Another way to increase steps is to focus on weekly counts instead of daily ones. Evan Brittain, a cardiologist at Vanderbilt University Medical Center who has studied the benefits of daily steps for years, says other data from this same study population show “that the ‘weekend warrior’ people are basically the same as the people who are regularly active” each day in terms of the benefits they reap.
But consistency is key, he adds, especially after the novelty of using a tracker wears off since people often initially change their behavior when they know they’re being observed. Data from a different, unpublished study, which tracked people’s activity over several years, found that only about half the people who started out as ‘weekend warriors’ kept that higher level of weekend activity in later weeks.
Brittain also remains skeptical that this study settles the debate over whether increasing step counts can offset sedentary behavior, given the data’s limitations.
“The idea that three to seven days of monitoring is reflective of your typical behavior over weeks, months, or years is really hard to extrapolate,” Brittain says. “It may be true for some people, but it seems unlikely to be true for everyone.”
How the study was done
The researchers gave more than 100,000 adults in a large, ongoing U.K. study a highly accurate accelerometer (basically a more precise pedometer) to wear on their wrists 24 hours a day for a week. Then they analyzed data from the 72,174 participants who wore the device at least 3 days, including a weekend day, for at least 16 hours day—including while sleeping. The participants were an average 61 years old, and the researchers tracked their cardiovascular and death outcomes for an average of seven years.

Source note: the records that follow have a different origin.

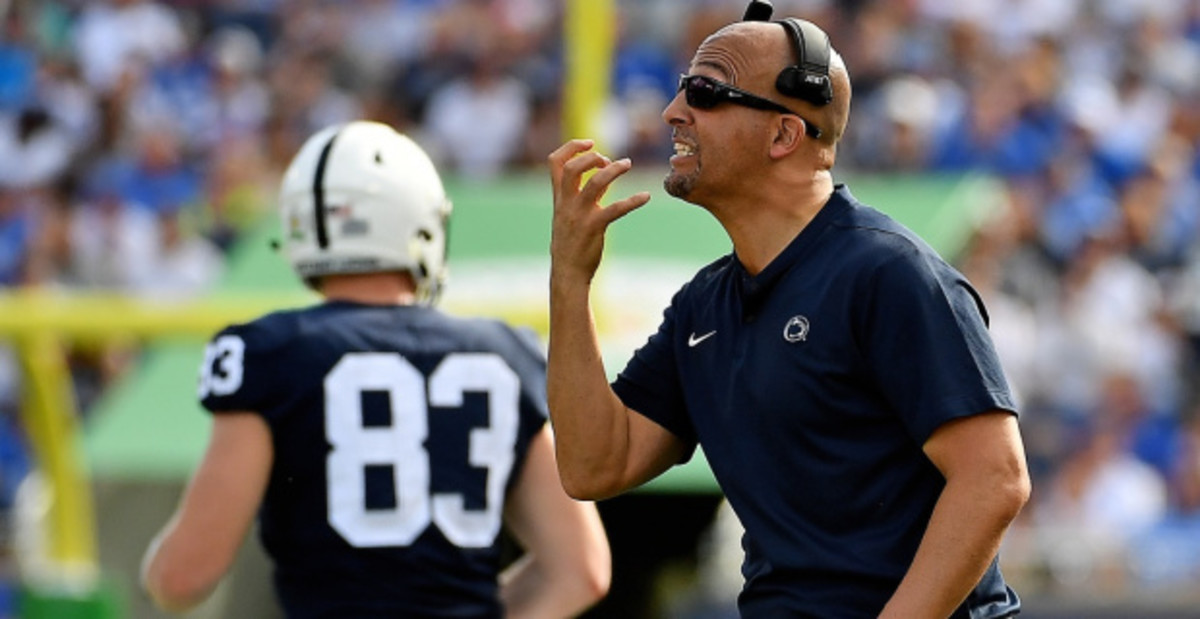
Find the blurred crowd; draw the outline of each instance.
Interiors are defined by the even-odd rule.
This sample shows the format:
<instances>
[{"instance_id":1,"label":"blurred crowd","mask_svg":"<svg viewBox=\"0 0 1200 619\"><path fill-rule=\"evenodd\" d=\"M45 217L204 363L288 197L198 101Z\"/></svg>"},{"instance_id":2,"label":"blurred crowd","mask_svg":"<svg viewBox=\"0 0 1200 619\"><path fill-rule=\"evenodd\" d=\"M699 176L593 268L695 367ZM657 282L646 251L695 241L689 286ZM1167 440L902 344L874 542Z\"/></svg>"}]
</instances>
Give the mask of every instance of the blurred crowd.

They adjusted their analysis to account for differences between the participants, including age, sex, ethnicity, educational level, smoking status, alcohol consumption, fruit and vegetable servings per day, family history of cardiovascular disease or cancer, hours of sleep per night, and use of insulin (for diabetes) or medication for high cholesterol or high blood pressure.
“Sometimes you don’t know whether the individual who does more physical activity has better outcomes because they do more physical activity or because they have less diabetes, high cholesterol, high blood pressure or other risk factors that increase the risk of a cardiovascular event,” Garcia says. But this study accounted for those variables, he says.
What the researchers could not account for was whether people might have substantially changed their activity levels years later, Ahmadi acknowledges. But they did examine data from a small subset of study participants who wore the step counters again about two to four years later, and their activity levels stayed consistent.
That does not mean everyone’s activity levels remained consistent over time, Brittain says, but despite that limitation, he agrees with Ahmadi about the study’s most important message. “The main takeaway with all this [research] is that more is better, and the lower bound for benefit is probably lower than most people expect,” Brittain says. “That, I think, is empowering.”